Tim: Two years ago, I couldn’t watch Eurovision because of Radio 1’s Big Weekend, and I was a bit annoyed but not so much because it was largely ballads, following Conchita’s 2014 victory. This year may well be the first year ever that I just won’t be bothered to watch, as we’re jam packed with ballads – very, very, dreary ballads.
Tom: Of course we are: because Ukraine won.
Tim: Finland’s entry, favourite somehow of both the public and international juries, is no exception to this.
Tom: I let out an “ugh” half way through that and turned it off. It is a lovely song in isolation, and I can see why it won, but it’ll likely match all the others and just sink to the bottom.
Tim: Second place in both, though, was this vastly more acceptable entry.
Tim: Before you jump in: yes, the X-Men/kryptonite lyrics are awful (and not least because of the fact kryptonite would have no effect on X-Men whatsoever, even if it did exist in the same universe as them).
Tom: Okay, good, because I was about to take serious issue with that. I mean, that’s not even comic book nerdery, that’s anyone who’s seen a superhero movie in the last ten years.
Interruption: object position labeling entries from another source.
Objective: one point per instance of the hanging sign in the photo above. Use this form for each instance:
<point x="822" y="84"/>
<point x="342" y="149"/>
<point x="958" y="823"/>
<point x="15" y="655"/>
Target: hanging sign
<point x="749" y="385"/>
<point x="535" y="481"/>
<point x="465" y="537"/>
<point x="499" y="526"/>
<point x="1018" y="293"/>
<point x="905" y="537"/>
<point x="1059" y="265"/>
Tim: And yes, those dancers in the background make no sense at all in any way. However – and I feel this is going to be something of a running theme this year – at least it’s active, it’s loud, there’s a beat to it, hell, there are proper explosions.
Tom: I don’t think it’d take victory, but at least it’d stand out.
Tim: It’s not perfect, I know – but it’s so, so much better. AAAARGH.